As if the Middle East wasn’t engulfed in enough turmoil, the death of Saudi Arabia’s King Abdullah on Thursday probably couldn’t have come at a worse time.
By Saudi standards, Abdullah was a moderate. His successor and half-brother, Salman, isn’t expected to be different. But at 79, in ill health and reportedly suffering from dementia, his may not be a long reign.
For all Abdullah’s limited reforms — e.g., allowing women to vote and run for office in municipal elections — the king reigned over one of the world’s most repressive societies.
But say this for the man: He had a much keener understanding of the threats in the region than does President Obama.

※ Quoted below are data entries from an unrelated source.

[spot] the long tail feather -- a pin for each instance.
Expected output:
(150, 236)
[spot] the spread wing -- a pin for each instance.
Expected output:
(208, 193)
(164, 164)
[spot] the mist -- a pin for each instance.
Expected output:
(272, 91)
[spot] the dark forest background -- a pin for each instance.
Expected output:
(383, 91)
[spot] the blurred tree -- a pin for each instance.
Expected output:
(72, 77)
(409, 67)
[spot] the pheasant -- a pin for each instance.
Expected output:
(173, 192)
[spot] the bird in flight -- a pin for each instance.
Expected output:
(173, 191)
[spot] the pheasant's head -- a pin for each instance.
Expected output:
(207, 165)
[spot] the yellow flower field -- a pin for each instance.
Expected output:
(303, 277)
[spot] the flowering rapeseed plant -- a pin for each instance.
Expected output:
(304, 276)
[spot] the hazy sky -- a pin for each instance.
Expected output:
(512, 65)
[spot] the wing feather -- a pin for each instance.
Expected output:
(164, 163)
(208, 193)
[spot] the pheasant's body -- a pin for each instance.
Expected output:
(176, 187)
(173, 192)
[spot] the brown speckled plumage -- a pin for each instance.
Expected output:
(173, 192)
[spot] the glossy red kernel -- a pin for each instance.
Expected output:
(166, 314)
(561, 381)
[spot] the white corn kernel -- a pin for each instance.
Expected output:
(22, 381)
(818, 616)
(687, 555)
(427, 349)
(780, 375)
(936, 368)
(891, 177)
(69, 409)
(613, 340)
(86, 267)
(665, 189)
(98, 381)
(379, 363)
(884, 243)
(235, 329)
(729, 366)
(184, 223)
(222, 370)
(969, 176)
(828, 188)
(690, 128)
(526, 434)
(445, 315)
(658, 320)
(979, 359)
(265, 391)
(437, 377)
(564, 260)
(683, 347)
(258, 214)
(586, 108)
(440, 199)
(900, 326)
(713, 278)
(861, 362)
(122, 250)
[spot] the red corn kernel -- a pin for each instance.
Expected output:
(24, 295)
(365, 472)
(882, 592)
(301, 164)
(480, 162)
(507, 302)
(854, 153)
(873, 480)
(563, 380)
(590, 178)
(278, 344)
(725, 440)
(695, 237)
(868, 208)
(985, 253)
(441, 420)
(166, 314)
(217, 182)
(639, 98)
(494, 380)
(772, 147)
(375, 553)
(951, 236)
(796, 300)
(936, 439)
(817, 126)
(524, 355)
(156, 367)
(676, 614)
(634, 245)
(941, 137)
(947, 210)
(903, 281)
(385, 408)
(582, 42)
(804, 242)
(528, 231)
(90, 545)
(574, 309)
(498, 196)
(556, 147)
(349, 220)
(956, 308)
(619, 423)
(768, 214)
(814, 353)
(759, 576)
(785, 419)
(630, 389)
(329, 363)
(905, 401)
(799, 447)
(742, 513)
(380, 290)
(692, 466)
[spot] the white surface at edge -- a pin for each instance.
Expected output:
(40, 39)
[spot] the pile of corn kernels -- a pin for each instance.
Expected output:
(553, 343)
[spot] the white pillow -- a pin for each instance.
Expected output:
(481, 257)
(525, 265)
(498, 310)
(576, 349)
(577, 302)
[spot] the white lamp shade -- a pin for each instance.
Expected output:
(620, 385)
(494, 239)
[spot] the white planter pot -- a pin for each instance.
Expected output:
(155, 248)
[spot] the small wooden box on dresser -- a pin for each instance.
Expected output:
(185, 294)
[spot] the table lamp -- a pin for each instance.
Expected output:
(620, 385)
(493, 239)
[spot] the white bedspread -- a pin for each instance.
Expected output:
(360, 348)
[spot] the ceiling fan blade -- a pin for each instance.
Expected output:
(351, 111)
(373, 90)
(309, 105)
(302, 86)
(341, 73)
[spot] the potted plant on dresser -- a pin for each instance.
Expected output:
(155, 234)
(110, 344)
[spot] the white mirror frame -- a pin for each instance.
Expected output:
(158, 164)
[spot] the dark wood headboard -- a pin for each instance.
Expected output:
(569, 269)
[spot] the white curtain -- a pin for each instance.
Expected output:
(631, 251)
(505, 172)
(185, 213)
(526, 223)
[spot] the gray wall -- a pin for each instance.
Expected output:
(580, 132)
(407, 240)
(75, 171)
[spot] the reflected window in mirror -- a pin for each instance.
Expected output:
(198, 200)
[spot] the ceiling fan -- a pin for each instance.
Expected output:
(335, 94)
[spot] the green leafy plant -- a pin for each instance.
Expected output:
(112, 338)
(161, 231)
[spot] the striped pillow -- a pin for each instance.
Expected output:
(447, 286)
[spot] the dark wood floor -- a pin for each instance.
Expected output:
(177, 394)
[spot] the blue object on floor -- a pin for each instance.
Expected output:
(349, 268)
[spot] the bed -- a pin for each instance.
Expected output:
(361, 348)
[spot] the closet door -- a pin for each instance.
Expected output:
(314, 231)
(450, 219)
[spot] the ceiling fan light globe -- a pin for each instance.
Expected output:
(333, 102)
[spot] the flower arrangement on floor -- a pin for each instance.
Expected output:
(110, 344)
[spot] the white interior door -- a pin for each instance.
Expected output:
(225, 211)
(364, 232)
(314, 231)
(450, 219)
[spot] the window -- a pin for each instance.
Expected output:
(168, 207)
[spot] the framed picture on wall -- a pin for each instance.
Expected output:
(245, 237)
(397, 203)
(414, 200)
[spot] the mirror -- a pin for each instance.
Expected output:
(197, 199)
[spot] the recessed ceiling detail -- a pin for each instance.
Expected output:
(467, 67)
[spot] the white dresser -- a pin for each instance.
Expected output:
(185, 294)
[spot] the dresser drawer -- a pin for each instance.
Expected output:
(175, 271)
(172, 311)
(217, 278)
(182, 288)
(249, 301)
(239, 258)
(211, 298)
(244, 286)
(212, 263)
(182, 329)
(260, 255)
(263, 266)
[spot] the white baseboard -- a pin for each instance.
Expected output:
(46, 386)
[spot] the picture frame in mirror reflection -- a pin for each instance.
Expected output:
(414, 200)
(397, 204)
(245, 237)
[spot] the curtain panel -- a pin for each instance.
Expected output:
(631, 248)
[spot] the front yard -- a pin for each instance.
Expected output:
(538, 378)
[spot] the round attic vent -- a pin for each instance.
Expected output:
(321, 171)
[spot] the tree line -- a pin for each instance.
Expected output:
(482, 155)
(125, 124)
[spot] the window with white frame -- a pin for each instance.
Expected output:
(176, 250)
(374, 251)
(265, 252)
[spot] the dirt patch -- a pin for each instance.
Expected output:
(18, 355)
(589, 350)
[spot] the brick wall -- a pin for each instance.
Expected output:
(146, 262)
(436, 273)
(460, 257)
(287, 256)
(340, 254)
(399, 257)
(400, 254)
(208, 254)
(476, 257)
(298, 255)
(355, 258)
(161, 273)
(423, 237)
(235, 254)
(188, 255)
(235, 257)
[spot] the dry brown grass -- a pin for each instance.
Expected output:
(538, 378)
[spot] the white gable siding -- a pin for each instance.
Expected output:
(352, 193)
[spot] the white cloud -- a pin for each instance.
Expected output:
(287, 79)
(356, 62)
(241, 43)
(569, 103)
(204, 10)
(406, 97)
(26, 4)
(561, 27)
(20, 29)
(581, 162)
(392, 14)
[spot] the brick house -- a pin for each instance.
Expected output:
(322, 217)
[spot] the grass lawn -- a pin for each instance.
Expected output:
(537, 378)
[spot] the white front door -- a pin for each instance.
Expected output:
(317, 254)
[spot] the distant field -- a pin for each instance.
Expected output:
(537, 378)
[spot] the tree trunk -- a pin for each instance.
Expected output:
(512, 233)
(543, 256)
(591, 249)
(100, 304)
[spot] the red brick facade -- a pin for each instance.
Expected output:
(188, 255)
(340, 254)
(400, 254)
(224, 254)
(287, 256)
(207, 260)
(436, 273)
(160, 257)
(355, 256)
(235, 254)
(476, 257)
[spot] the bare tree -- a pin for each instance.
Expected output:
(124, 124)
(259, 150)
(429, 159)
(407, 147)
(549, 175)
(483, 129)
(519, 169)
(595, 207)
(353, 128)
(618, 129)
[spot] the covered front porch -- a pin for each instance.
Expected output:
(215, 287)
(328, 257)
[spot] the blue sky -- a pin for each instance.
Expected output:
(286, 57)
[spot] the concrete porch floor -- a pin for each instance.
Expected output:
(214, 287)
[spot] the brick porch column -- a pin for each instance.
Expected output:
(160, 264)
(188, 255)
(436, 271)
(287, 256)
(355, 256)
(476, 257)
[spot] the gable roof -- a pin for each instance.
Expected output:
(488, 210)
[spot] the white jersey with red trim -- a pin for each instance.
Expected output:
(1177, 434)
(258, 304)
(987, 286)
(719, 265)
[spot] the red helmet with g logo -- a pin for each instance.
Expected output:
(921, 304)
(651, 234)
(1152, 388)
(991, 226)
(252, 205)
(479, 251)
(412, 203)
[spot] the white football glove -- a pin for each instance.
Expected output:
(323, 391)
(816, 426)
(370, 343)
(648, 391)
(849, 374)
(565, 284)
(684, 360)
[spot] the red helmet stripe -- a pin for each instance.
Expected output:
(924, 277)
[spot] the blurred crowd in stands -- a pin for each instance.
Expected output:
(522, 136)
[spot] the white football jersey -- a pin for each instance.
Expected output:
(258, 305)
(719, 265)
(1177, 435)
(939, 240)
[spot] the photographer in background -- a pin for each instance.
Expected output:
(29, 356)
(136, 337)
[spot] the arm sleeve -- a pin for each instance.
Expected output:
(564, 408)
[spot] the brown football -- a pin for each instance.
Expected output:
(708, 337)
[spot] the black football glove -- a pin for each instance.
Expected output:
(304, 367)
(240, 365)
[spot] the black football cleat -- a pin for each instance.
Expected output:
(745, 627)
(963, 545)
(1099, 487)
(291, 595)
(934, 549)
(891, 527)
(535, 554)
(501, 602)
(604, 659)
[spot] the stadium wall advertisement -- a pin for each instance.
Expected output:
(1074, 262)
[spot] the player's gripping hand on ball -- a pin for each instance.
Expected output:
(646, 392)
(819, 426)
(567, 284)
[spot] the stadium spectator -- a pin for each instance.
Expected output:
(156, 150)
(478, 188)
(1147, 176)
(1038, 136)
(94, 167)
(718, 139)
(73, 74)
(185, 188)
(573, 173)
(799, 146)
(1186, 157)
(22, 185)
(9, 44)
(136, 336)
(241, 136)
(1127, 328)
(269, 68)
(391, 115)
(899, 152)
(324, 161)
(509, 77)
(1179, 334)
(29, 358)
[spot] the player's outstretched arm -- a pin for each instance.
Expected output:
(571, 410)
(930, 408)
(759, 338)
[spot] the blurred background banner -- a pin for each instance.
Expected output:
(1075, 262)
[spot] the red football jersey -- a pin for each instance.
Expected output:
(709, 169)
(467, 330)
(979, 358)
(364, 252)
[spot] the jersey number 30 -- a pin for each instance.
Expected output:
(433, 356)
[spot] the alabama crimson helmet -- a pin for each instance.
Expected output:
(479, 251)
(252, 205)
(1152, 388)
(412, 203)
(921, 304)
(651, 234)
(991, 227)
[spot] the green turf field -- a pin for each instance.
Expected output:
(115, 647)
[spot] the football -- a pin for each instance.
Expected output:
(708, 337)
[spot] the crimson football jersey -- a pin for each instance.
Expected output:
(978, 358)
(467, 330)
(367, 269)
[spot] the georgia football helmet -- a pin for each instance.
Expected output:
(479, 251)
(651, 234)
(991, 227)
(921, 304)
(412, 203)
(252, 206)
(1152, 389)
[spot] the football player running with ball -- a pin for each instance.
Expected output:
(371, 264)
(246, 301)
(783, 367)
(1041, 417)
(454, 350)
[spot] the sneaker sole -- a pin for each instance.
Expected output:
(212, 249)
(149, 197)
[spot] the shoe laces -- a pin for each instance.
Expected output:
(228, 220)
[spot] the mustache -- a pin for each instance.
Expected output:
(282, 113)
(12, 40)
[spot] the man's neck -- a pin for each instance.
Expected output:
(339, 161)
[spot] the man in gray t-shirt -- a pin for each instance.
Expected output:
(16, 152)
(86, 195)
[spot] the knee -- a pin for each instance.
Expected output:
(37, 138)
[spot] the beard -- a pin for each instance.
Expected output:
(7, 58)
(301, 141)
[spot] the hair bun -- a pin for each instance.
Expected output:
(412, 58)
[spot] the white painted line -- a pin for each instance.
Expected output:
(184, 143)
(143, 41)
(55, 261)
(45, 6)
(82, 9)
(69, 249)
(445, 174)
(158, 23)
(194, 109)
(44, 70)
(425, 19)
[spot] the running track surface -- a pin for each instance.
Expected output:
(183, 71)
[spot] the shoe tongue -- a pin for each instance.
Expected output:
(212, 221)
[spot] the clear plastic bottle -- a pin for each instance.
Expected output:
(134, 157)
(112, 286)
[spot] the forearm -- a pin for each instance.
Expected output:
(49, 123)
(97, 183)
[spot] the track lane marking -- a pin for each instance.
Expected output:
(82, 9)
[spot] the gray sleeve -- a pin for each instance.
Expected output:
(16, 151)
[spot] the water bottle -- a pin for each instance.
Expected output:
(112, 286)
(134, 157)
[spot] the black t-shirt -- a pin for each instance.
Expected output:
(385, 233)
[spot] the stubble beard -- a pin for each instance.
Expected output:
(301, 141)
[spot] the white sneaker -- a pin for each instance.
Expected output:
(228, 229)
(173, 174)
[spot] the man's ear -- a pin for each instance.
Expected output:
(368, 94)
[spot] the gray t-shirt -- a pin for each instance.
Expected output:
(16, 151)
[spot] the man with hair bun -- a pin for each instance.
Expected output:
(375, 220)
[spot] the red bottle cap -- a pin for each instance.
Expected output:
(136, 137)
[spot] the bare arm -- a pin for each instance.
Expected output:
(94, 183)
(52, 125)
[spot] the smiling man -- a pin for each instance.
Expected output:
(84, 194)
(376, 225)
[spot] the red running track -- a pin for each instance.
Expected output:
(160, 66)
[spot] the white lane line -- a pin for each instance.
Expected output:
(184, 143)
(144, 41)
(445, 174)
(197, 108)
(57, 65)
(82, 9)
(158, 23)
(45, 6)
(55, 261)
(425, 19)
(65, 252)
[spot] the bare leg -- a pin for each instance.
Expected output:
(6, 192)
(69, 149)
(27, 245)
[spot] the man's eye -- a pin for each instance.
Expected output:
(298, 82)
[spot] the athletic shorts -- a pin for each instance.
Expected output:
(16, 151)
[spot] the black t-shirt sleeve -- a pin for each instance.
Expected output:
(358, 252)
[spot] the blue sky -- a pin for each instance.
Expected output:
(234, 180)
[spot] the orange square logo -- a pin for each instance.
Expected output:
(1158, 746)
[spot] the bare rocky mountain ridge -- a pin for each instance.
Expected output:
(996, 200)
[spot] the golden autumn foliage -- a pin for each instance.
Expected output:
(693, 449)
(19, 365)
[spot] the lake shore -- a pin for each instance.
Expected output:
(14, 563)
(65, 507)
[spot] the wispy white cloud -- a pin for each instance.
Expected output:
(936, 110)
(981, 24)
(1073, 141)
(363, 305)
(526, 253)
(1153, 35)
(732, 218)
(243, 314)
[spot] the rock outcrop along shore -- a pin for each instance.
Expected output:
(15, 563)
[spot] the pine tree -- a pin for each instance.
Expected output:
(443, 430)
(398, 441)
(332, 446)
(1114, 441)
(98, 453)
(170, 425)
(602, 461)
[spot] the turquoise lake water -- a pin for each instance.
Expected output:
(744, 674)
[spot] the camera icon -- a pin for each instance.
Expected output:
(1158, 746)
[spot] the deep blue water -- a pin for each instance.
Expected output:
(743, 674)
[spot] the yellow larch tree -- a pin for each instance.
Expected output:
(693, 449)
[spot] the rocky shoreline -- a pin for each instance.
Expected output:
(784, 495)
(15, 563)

Last September, the president declared Yemen, on Saudi Arabia’s southern border, a “success story” that justified his grand counter-terrorism strategy. On the day Abdullah died, Yemen’s government fell to Iran-backed Shiites from the Houthi tribe.
Obama is also eager for a dubious nuclear deal with Iran, apparently willing to let Tehran become the dominant regional power in hopes the mullahs will cooperate against ISIS and other jihadists. Abdullah saw Iran as an existential threat to Saudi.
And where the president has muddled through one Egypt policy after another, the Saudis recognized from the start the threat posed by the Muslim Brotherhood. Ditto for Obama’s shifting policies in Syria.
We’re all for going faster and further on Saudi Arabian reform than King Abdullah ever did. But the path to reform lies through a more stable region.
Because no Saudi government is going to lighten up when it has threats all around it and an unreliable America behind it.